Status: Active Last updated: 2026-05-02 Audience: AI agents and engineers writing migrations, adding entities, debugging connection-pool issues, or extending the repository layer.


1. Purpose

The platform speaks to a single relational database via TypeORM. Both the API process and the Trigger.dev worker share the same schema, the same connection pool factory, and the same repository classes — there's only one database module (packages/agent/src/database/) consumed by every NestJS application context the platform bootstraps.

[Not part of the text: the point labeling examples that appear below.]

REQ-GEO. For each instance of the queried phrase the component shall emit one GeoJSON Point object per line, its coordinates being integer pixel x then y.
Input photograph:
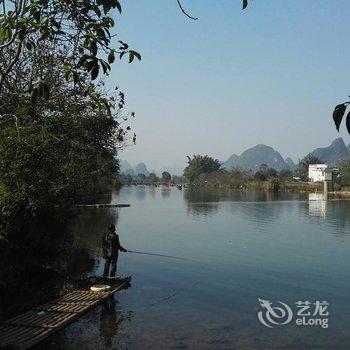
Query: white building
{"type": "Point", "coordinates": [317, 172]}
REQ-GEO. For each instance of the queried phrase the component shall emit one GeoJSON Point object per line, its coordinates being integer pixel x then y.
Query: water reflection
{"type": "Point", "coordinates": [110, 321]}
{"type": "Point", "coordinates": [318, 204]}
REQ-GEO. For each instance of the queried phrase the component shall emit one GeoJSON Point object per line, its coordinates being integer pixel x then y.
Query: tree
{"type": "Point", "coordinates": [53, 154]}
{"type": "Point", "coordinates": [166, 177]}
{"type": "Point", "coordinates": [302, 169]}
{"type": "Point", "coordinates": [198, 165]}
{"type": "Point", "coordinates": [82, 26]}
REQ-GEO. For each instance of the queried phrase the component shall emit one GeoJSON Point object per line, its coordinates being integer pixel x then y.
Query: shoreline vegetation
{"type": "Point", "coordinates": [205, 171]}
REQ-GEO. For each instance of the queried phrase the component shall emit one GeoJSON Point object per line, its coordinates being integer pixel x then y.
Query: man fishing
{"type": "Point", "coordinates": [110, 248]}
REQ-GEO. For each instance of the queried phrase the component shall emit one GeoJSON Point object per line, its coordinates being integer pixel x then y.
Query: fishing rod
{"type": "Point", "coordinates": [161, 255]}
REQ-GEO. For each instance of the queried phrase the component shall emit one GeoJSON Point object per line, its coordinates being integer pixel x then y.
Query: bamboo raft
{"type": "Point", "coordinates": [28, 329]}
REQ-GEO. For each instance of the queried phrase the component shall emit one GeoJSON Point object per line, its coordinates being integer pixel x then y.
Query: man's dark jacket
{"type": "Point", "coordinates": [111, 245]}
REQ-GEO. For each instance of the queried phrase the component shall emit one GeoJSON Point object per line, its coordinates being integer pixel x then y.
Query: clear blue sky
{"type": "Point", "coordinates": [232, 79]}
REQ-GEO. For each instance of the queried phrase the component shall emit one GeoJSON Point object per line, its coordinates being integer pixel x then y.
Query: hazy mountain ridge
{"type": "Point", "coordinates": [252, 158]}
{"type": "Point", "coordinates": [334, 153]}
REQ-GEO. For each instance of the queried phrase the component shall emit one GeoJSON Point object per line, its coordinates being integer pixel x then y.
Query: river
{"type": "Point", "coordinates": [236, 247]}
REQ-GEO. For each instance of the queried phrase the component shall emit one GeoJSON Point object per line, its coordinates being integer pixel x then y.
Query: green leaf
{"type": "Point", "coordinates": [34, 96]}
{"type": "Point", "coordinates": [133, 54]}
{"type": "Point", "coordinates": [117, 4]}
{"type": "Point", "coordinates": [93, 48]}
{"type": "Point", "coordinates": [94, 71]}
{"type": "Point", "coordinates": [111, 57]}
{"type": "Point", "coordinates": [338, 114]}
{"type": "Point", "coordinates": [75, 77]}
{"type": "Point", "coordinates": [348, 122]}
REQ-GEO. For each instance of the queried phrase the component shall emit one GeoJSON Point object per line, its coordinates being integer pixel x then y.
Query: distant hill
{"type": "Point", "coordinates": [252, 158]}
{"type": "Point", "coordinates": [126, 168]}
{"type": "Point", "coordinates": [141, 169]}
{"type": "Point", "coordinates": [333, 154]}
{"type": "Point", "coordinates": [290, 163]}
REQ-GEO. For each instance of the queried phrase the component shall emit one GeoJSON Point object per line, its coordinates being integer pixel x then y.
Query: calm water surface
{"type": "Point", "coordinates": [242, 246]}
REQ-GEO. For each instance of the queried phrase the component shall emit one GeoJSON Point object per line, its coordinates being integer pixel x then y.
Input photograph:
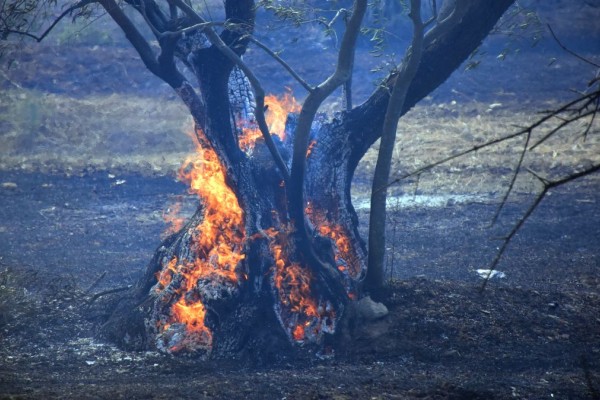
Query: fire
{"type": "Point", "coordinates": [345, 257]}
{"type": "Point", "coordinates": [307, 317]}
{"type": "Point", "coordinates": [173, 219]}
{"type": "Point", "coordinates": [218, 243]}
{"type": "Point", "coordinates": [310, 148]}
{"type": "Point", "coordinates": [276, 115]}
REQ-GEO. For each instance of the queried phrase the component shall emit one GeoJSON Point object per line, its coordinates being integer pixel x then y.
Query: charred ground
{"type": "Point", "coordinates": [74, 225]}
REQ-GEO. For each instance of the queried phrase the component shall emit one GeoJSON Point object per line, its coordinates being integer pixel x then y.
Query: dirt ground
{"type": "Point", "coordinates": [533, 334]}
{"type": "Point", "coordinates": [82, 202]}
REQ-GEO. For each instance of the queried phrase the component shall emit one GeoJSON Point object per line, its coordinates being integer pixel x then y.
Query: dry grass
{"type": "Point", "coordinates": [51, 132]}
{"type": "Point", "coordinates": [430, 133]}
{"type": "Point", "coordinates": [54, 132]}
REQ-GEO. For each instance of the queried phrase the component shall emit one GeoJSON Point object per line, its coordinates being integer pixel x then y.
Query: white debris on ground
{"type": "Point", "coordinates": [427, 201]}
{"type": "Point", "coordinates": [490, 274]}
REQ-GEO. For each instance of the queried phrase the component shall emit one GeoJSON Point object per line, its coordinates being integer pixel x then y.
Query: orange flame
{"type": "Point", "coordinates": [293, 283]}
{"type": "Point", "coordinates": [218, 246]}
{"type": "Point", "coordinates": [173, 219]}
{"type": "Point", "coordinates": [276, 115]}
{"type": "Point", "coordinates": [310, 148]}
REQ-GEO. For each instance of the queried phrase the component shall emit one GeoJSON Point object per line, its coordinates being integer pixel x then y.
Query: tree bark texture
{"type": "Point", "coordinates": [256, 295]}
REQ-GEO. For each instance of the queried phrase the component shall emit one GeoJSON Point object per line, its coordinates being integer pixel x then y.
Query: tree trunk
{"type": "Point", "coordinates": [235, 281]}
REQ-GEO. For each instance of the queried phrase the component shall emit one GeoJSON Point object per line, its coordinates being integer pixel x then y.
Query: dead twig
{"type": "Point", "coordinates": [95, 283]}
{"type": "Point", "coordinates": [107, 292]}
{"type": "Point", "coordinates": [547, 186]}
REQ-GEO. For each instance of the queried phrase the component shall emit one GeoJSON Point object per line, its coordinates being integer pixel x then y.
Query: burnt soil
{"type": "Point", "coordinates": [66, 237]}
{"type": "Point", "coordinates": [533, 334]}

This spec covers the module layout, multi-driver support (PostgreSQL + SQLite), the entity registry, the repository layer, migration strategy, transaction patterns, and the bigint-timestamp pattern that's surfaced repeatedly when other specs needed it.

2. Module Layout

packages/agent/src/database/
├── README.md
├── database-config.factory.ts # NestJS dynamic module factory
├── database-init.service.ts # Startup: ensures schema exists
├── database.config.ts # TypeORM config + ENTITIES registry
├── database.module.ts # Top-level module exporting repos
├── repositories/ # 17 repository classes
│ ├── activity-log.repository.ts
│ ├── api-key.repository.ts
│ ├── auth-account.repository.ts
│ ├── conversation.repository.ts
│ ├── work-advanced-prompts.repository.ts
│ ├── work-custom-domain.repository.ts
│ ├── work-generation-history.repository.ts
│ ├── work-member.repository.ts
│ ├── work-schedule.repository.ts
│ ├── work.repository.ts
│ ├── notification.repository.ts
│ ├── refresh-token.repository.ts
│ ├── subscription-plan.repository.ts
│ ├── usage-ledger.repository.ts
│ ├── user-subscription.repository.ts
│ ├── user.repository.ts
│ └── __tests__/
├── utils/ # Shared query helpers
└── index.ts

DatabaseModule exports every repository as a NestJS provider. Services consume them via constructor injection — no service ever imports Repository<Entity> directly from TypeORM. The repository layer is the only thing that touches the ORM.

3. Multi-Driver Support

The platform runs against:

DriverUse case
postgresProduction + staging
sqliteLocal development, e2e tests, single-tenant self-hosted

Driver selection is by env var (DATABASE_TYPE=postgres or sqlite). database-config.factory.ts builds the right TypeORM DataSource config from the runtime env. Both drivers run the same SQL via TypeORM's query builder; SQL that drifts (e.g. jsonb is PostgreSQL-only) goes through repository helpers that branch on driver.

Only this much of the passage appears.